Афанасьев покачал головой.

- Но почему же?

- Видите ли, я здесь всех знаю, и меня все знают.

Дэргель заметил, как Афанасьев быстро переглянулся со Скальдиной. Он взял сына за руку и крепко сжал её.

Пройдя квартал, они расстались со Скальдиной, которая - всё так же, с надутыми губами - попрощалась и пошла себе домой. Вскоре она исчезла во тьме между домами.

Шли молча. Но Афанасьев был бы не самим собой, если бы не предложил тему для разговора.

- Так вам рассказать о фаллической магии памятников? - спросил он.

- Что ж, расскажите, - отозвался тот. Он покосился на Митю. "А ничего. Во-первых, он еще мал, чтобы что-то понимать из этой сферы, а потом, ну почему бы ему этого и не узнать?"

- Вы обратили внимание, - начал Афанасьев, - что памятников женщинам почти нет? Разве что девам-воительницам, то есть вроде как не совсем женщинам. Таких считанные единицы. Памятники ставят мужчинам. Это закон, традиция, что угодно. Но женщинам, повторяю, памятников не ставят.

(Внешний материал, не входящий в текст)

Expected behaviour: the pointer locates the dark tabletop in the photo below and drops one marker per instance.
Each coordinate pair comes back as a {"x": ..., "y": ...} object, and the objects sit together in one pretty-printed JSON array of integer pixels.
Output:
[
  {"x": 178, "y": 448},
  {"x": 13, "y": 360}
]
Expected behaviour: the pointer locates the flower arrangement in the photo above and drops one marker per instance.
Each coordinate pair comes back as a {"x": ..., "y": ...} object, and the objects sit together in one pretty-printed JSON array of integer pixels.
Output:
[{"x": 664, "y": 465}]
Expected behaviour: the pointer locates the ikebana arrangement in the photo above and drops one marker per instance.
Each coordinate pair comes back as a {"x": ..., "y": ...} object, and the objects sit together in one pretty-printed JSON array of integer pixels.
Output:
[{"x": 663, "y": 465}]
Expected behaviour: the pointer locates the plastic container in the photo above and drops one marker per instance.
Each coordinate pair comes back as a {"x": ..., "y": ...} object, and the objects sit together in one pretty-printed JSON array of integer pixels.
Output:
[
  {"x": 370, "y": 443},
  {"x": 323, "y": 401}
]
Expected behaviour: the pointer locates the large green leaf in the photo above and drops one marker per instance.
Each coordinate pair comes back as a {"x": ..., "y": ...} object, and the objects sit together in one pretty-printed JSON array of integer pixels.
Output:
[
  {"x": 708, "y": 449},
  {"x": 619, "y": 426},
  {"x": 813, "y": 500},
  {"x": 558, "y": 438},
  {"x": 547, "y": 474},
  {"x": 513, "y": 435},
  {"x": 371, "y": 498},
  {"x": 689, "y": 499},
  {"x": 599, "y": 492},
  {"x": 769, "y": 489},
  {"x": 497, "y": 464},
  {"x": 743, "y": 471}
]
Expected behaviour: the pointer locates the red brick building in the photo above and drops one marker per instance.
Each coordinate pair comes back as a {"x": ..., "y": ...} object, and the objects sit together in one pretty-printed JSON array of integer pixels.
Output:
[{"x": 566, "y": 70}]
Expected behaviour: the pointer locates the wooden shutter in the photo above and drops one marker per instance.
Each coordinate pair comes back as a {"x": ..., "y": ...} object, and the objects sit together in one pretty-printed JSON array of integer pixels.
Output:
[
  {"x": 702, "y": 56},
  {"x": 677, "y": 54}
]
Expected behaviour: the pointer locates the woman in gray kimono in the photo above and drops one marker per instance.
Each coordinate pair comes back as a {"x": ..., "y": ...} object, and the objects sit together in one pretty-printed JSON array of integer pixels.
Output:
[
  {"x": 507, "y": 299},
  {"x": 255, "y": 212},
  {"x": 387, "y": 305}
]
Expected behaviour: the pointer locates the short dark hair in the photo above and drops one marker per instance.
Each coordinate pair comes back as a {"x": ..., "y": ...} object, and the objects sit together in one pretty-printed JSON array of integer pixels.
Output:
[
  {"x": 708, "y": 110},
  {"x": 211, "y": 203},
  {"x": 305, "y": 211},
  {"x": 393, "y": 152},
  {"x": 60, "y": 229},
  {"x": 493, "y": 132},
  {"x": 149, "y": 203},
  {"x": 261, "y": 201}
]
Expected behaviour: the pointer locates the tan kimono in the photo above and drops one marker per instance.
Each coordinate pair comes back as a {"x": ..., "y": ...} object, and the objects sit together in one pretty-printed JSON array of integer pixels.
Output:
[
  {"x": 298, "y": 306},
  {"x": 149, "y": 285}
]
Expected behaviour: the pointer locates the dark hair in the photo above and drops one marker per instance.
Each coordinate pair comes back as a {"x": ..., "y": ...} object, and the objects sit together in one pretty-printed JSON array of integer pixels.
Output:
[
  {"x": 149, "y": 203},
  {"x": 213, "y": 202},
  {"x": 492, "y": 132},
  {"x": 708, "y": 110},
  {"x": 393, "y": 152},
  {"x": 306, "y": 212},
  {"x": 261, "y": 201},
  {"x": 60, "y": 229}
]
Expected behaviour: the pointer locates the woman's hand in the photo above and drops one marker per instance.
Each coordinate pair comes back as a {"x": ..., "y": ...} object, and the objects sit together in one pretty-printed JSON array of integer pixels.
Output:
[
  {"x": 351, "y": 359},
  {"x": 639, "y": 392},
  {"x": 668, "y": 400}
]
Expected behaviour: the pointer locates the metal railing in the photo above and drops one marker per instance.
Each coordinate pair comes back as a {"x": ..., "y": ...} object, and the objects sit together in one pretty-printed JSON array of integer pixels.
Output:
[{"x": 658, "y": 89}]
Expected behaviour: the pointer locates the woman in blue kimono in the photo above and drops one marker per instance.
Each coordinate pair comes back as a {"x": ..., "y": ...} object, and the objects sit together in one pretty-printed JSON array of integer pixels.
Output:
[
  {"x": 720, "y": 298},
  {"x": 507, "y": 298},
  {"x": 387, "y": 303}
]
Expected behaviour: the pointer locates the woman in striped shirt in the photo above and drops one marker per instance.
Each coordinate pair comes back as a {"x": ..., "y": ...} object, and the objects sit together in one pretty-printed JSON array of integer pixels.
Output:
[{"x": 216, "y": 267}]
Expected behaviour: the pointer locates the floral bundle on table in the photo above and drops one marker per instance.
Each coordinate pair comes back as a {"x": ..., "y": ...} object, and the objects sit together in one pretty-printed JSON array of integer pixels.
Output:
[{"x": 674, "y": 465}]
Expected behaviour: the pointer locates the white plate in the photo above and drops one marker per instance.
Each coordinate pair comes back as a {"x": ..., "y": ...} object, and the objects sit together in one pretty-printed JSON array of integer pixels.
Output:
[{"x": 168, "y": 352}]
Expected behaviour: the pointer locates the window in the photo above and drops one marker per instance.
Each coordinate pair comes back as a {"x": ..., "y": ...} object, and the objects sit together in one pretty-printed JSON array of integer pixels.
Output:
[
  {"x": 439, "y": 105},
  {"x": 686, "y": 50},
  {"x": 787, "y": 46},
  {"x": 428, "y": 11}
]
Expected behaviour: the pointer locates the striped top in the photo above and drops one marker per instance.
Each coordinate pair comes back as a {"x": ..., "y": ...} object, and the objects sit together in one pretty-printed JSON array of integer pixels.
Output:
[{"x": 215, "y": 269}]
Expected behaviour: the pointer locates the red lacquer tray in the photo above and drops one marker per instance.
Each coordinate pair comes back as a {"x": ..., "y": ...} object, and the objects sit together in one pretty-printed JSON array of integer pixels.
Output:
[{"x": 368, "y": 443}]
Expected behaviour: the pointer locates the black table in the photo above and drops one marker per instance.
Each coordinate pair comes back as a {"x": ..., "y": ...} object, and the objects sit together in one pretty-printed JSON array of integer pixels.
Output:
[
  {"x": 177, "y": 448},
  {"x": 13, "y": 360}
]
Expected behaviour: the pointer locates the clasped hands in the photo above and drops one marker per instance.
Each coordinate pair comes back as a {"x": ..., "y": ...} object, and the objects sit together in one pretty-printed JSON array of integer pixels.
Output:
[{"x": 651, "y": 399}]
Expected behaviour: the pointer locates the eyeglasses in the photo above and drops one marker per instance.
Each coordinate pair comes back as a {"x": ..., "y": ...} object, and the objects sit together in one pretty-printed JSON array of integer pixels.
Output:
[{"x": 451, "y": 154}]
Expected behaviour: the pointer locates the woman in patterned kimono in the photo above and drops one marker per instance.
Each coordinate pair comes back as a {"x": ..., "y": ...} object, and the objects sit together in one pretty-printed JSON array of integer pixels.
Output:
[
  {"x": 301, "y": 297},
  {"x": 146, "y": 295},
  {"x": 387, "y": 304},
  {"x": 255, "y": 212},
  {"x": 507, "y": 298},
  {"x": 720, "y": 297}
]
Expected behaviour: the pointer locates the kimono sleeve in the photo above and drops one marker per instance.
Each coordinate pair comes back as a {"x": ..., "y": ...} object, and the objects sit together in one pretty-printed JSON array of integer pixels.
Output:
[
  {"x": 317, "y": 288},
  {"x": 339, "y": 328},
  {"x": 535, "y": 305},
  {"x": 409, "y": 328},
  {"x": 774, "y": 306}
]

Хотя почему бы и нет? Ведь сейчас считается, что всякая выдающаяся личность достойна памятника. А выдающихся женщин сейчас сколько угодно. Однако перебороть традицию не возможно. Суть возведения памятника это воплощение силы, причем не просто силы, но силы-власти. Всякий человек, превращенный в памятник, по существу становится богом-охранителем территории, пенатом. Все эти дошедшие до нас идолы, истуканы, болваны, кумиры, балбалы - все они в своё время были реальными стражами территорий. Впрочем, они ими и остаются, только теперь в это мало кто верит. Да и тех, древних, почти уже не осталось. Но воздвигают новые. Воздвигают много. Зачем? Сами не знают. Спроси кого, зачем ставят памятники, так ведь ответят разве что: ради памяти. Но это же не так. Зачем людям помнить о каком-то конкретном деятеле, будь он хоть четырежды великий? Какое отдельному человеку дело до такого же отдельного, который когда-то жил и что-то сделал? Восхищаться, завидовать, молиться на него? Но для этого не нужен памятник. Тем более, что их возведение стоит немалых денег.

Афанасьев говорил так, словно читал с листа лекцию или, по крайней мере, газетную статью.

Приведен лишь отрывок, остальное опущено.